On a personal level, there is another compelling reason why companies like Ion Exchange Safic continue to invest time and attention in South Africa: it is a second home.

“I have been involved in driving the business for Ion Exchange India in many countries and I’ve travelled to more than 50 countries before I came to South Africa. Here I feel more at home than anywhere else,” says Chakravorty. There are so many synergies and opportunities to contribute and learn from each other. This is why giving back and developing skills and competencies locally is so important. After all, he says, “A balanced relationship is critical for long-term success, stability, and mutual growth.”

A boots-on-the-ground approach 

Indian multinational conglomerate Larsen & Toubro (L&T) entered the African market in 2010 through a joint venture in South Africa with local company Befula Investments. Since then, L&T has expanded into 13 more African countries, undertaking multimillion-dollar projects in the power sector. The company continues to see a strong role for Indian firms in addressing Africa’s infrastructure deficits and driving development across the continent.

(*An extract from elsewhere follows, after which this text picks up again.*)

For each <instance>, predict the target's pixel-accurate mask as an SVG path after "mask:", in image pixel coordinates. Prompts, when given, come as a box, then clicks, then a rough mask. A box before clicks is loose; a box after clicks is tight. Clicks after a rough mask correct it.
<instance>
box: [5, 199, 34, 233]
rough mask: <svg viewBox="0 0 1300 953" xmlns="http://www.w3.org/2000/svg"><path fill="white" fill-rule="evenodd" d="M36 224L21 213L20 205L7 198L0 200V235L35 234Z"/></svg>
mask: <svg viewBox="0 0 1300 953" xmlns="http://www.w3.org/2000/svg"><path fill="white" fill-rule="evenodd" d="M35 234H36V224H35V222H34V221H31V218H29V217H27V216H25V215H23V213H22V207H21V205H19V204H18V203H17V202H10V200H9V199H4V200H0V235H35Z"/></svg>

Speaking in 2020, L&T managing director SN Subrahmanyan observed, “Africa could be the next century’s economic growth engine…. We hope to be a part of the ecosystem of Africa. Make India proud and Africa proud.”

Subrahmanyan added that investing into the continent was “an absolute necessity, and it will come into play not only via physical infrastructure, including health centres, hospitals, better medical facilities, but also through digital health connect. L&T will do whatever required to develop the African continent.”

Gourish Chakravorty, CEO of Ion Exchange Safic, also steers a company that works across multiple countries in Africa, including South Africa, Zimbabwe, and Zambia. He believes having boots on the ground in Africa is important, noting that “you won’t fully grasp the country’s needs unless you are here”. As supply chains continue to face backlogs and port delays create challenges with bulk imports, Chakravorty sees greater scope to address both costs and availability through local supplies.

While Ion Exchange Safic currently holds a three-month stock of the chemicals imported from India in its 2 000m2 warehouses in Steeledale, Alberton, it also has “plans to manufacture chemicals used in bulk here [in South Africa] using blending facilities”.